On March 29, 1900, Louis Bachelier successfully defended his doctoral thesis at the University of Paris. It was breathtakingly innovative and complex, so much so that it would take decades for his ideas to be fully understood let alone adopted. This was the case even though his thesis advisor was none other than famed physicist Henri Poincairé and that he solved the mathematics of Brownian motion five years before Einstein. Well, he didn’t quite “solve” the problem, he was the first to model the process stochastically.

It was his research subject rather than the object for deducing it that was of great interest. Bachelier was intent upon using mathematics and really statistics to decipher financial speculation. He established what has become the dominant theory as finance is further and further quantified. He wrote, “there is no useful information contained in historical price movements of securities.” It was the birth of Wall Street’s “random walk.”
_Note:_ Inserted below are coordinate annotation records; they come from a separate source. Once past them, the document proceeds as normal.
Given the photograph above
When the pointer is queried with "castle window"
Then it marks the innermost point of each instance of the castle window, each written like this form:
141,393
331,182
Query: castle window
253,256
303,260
Bachelier’s theory has been behind almost all financial evolution especially during the eurodollar era where math has taken on not just central functions but even the proportions of money itself. The housing bubble was the housing bubble because Wall Street had since the late 1980’s been busy hiring every Ivy League mathematician they could find (including David X. Li and his Gaussian copula) to develop and manage complex “products” that their sales distribution networks could sell. The Finance majors were all in the front and on the phones finding new customers to buy essentially increasingly complex formulas that did nothing more than try to solve why Bachelier’s randomness always seemed to fall (catastrophically) short.
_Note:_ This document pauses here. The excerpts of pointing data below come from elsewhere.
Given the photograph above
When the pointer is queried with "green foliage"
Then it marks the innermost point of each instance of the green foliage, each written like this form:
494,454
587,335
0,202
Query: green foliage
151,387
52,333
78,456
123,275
Randomness is really a cop out; it’s a short cut to use math where math doesn’t belong, or at least not to so much blind deference. We live in an incredibly complex world and operate incalculably complex systems which current technology and theory cannot actually model. There is far too much texture and granularity in individual systems than can fit in all the world’s computing power. Randomness is like an MP3 compression – that what is left out of the model isn’t really important because of subjective opinions about what is most important (independent variables).